Review of the new feature film J.Edgar - a biopic of the life and times of J.Edgar Hoover starring Leonardo Di Caprio in the lead role .
J.Edgar - Review
It’s always a risk making a biopic – do you relate the tale in a straight chronological format or do you try and weave some intriguing story lines into the subject’s life story ? . In the newly released film J.Edgar director Clint Eastwood delivers an enthralling tale not only of the life and times of J.Edgar Hoover but also the institution over which he built and presided – The Federal Bureau of Investigation .
Eastwood manages to get the best out of both a strong cast and a clever script written by Dustin Lance Black . The film opens at the Justice Department building , the original home of the Federal Bureau of Investigation with a old and grey Hoover beginning to dictate his memoirs to the first of a series of young FBI agents who type word for word his account of the history of the organisation and it’s exploits and achievements . Using this premise the film cleverly toggles between the present and past using flashbacks showing the dramatic events that have occurred during the nearly five decade reign of J.Edgar Hoover.
Thus the film opens with the first flashback – the bombing of the home of the Attorney General , A.Mitchell Palmer in 1919 which sees a young Hoover rushing to the scene and forming his first opinions about radical activists and how to deal with them . We then see Hoover ( played impeccably by Leonardo Di Caprio ) progress from a librarian into a zealous and patriotic tracker of both real and suspected extremists gathering data and keeping more and more secret files in the process.
We see Hoover move to the Head of the Bureau and recruit a team which will become his lifelong support , Helen Gandy ( Naomi Watts ) his loyal and supportive secretary and Clyde Tolson ( Armie Hammer ) a lawyer who Hoover takes a shine to and becomes Hoover’s deputy and constant companion both in and out of the office.
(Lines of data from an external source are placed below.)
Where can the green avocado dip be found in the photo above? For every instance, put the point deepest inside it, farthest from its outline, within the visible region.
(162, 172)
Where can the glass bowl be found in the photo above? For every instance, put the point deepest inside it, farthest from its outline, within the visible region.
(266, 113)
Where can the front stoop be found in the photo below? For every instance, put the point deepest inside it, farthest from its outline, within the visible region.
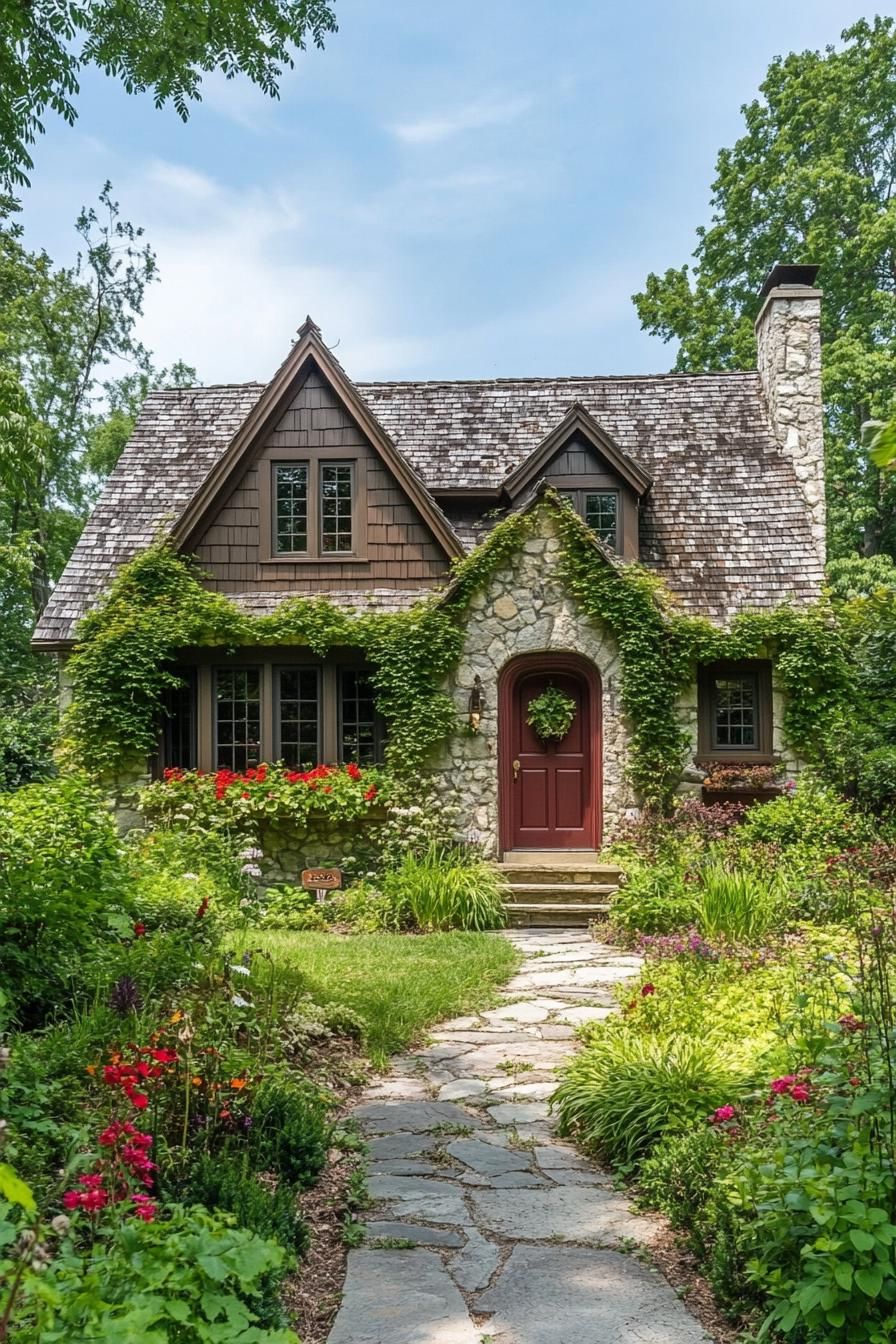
(564, 890)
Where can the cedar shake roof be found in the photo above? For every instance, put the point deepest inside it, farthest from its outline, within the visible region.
(724, 522)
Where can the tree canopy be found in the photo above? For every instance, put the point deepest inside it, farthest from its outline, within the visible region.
(810, 180)
(159, 46)
(73, 375)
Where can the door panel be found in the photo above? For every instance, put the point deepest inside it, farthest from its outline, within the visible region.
(551, 784)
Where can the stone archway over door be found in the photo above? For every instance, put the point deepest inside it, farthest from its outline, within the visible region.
(550, 792)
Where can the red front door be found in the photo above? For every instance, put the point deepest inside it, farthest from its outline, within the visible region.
(551, 785)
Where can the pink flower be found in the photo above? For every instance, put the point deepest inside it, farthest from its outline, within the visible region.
(722, 1114)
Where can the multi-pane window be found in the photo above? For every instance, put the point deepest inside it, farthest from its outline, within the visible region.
(601, 515)
(179, 723)
(298, 715)
(336, 487)
(238, 718)
(290, 507)
(601, 511)
(735, 725)
(359, 727)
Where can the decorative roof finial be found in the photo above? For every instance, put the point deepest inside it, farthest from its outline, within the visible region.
(308, 327)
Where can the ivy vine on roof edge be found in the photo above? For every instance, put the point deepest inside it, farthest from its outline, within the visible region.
(157, 605)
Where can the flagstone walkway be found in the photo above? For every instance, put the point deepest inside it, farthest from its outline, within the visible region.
(486, 1227)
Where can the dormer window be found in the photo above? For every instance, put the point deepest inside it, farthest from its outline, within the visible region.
(601, 511)
(312, 507)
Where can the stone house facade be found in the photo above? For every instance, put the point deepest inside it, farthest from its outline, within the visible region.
(366, 493)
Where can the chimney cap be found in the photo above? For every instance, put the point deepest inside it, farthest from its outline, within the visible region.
(789, 276)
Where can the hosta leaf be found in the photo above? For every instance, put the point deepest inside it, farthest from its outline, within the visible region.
(869, 1281)
(15, 1190)
(844, 1274)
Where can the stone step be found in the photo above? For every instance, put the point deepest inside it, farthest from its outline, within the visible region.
(560, 891)
(558, 874)
(536, 914)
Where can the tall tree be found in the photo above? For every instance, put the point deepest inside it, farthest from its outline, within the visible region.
(810, 180)
(163, 46)
(66, 411)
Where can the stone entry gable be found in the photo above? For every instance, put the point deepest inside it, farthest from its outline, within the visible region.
(525, 608)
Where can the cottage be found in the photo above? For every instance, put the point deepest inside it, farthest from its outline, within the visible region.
(366, 493)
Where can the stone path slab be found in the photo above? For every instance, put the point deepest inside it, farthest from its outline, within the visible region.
(519, 1239)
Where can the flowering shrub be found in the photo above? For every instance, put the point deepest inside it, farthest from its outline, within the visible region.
(263, 793)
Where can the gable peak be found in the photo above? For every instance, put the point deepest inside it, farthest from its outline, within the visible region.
(308, 328)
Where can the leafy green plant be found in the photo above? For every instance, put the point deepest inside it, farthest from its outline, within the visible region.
(448, 889)
(289, 1132)
(226, 1183)
(653, 899)
(190, 1280)
(622, 1093)
(62, 886)
(551, 714)
(735, 906)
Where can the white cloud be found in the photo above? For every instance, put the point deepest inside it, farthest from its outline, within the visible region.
(238, 276)
(473, 116)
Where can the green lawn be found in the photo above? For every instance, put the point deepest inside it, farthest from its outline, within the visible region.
(398, 984)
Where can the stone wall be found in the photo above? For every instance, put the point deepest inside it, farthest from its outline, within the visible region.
(525, 609)
(789, 362)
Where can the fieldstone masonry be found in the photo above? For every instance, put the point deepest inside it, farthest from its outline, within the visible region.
(527, 609)
(789, 362)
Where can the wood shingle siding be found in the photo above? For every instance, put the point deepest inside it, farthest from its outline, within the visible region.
(399, 546)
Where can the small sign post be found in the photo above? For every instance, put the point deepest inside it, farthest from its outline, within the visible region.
(320, 880)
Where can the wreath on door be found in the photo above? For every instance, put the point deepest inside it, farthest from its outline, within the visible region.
(551, 714)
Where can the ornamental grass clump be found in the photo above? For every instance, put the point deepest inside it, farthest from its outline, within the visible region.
(736, 906)
(448, 889)
(623, 1093)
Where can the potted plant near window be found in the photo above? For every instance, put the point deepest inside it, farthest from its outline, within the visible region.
(738, 781)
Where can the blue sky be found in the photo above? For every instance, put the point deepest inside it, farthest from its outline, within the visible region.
(464, 190)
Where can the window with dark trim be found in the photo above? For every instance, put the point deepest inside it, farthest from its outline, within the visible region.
(360, 727)
(312, 508)
(735, 710)
(179, 723)
(297, 725)
(238, 718)
(337, 507)
(601, 511)
(290, 507)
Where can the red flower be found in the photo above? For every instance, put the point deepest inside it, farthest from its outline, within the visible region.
(144, 1207)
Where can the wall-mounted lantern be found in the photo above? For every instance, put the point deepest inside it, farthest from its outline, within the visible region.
(477, 704)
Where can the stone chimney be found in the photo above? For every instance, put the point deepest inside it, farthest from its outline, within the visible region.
(789, 362)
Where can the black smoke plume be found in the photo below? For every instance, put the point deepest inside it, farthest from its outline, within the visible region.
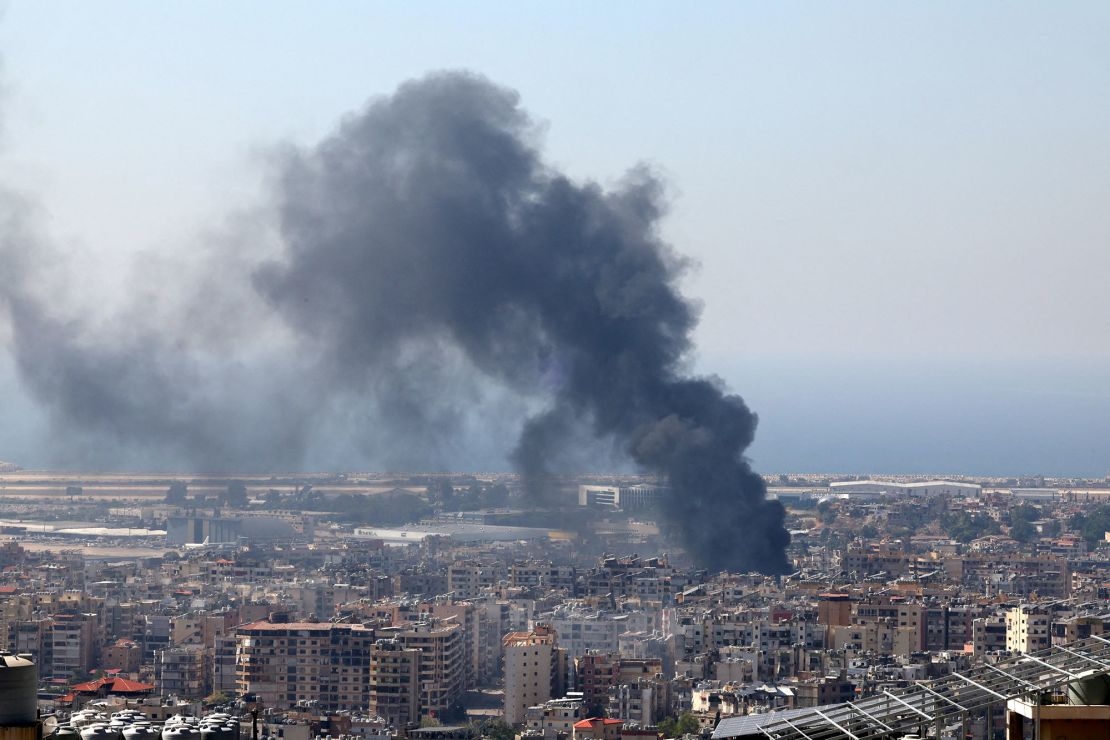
(426, 253)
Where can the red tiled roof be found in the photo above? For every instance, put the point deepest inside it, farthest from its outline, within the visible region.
(588, 723)
(114, 685)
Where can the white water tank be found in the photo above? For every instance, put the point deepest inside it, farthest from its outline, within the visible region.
(19, 690)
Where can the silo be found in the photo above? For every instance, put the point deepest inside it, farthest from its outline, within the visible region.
(19, 692)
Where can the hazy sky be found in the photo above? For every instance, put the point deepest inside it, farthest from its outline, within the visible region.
(899, 211)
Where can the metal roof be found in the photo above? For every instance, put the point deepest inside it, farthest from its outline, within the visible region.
(946, 700)
(734, 727)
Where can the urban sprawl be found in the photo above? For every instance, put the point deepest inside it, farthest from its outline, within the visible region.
(446, 607)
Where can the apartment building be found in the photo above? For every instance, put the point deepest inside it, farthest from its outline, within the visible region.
(71, 644)
(534, 667)
(394, 682)
(442, 665)
(1027, 629)
(285, 662)
(183, 671)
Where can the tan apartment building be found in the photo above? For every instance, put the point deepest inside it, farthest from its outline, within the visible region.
(534, 669)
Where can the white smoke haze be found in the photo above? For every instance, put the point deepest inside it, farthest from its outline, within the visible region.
(424, 291)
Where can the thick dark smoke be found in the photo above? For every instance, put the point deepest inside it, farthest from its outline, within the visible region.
(426, 255)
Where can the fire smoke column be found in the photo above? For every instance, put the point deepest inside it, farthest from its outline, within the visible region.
(429, 220)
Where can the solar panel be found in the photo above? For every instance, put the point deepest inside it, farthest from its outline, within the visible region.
(950, 699)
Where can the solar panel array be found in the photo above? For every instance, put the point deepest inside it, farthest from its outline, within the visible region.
(950, 699)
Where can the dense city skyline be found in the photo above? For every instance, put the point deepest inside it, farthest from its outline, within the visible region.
(895, 212)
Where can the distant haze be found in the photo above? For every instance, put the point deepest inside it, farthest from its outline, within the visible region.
(897, 213)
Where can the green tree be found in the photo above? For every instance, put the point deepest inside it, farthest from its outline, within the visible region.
(1093, 525)
(674, 728)
(688, 725)
(495, 729)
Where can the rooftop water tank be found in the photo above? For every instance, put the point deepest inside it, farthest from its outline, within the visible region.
(19, 688)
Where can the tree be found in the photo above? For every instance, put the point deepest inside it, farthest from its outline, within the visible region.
(1021, 523)
(495, 729)
(1093, 525)
(177, 493)
(688, 725)
(674, 728)
(964, 527)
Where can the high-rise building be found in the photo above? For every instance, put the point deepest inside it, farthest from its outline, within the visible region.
(534, 670)
(394, 682)
(282, 664)
(442, 664)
The film ,although two hours and seventeen minutes in duration does not drag , the historical events that shaped the Bureau are interspersed with sequences concentrating on the people who surround Hoover - his need for approval from his mother Anna Marie Hoover ( Judi Dench ) , his close and often highly speculated intense relationship with Tolson and his need for loyal support from his secretary Helen Gandy.
There are some stand out scenes in the film that really make it worth watching – the meeting between Hoover and Bobby Kennedy and how cleverly each assesses each other and another great scene involving Richard Nixon where upon hearing about Hoover’s demise quickly forgets his grief to send a team to the Bureau to recover Hoover’s “secret” files.
As far as the cast is concerned Di Caprio delivers an outstanding performance in the lead role as Hoover cleverly portraying his zealousness but also his humanity and awkwardness in personal relationships. Di Caprio is well supported by Naomi Watts and Armie Hammer and as usual a great performance by Judi Dench as Hoover’s mother who features in a couple of poignant scenes which really get to the heart of the man and his issues.
So in summary this is a good , well directed, well constructed film with some great acting performances. I normally review films/movies released in the United Kingdom but saw this film in the US at the end of November and thought it was worth a review as it was one of the best films that I have seen in 2011 . It is in UK cinemas from January 20th 2012 – go see it , it’s worth it.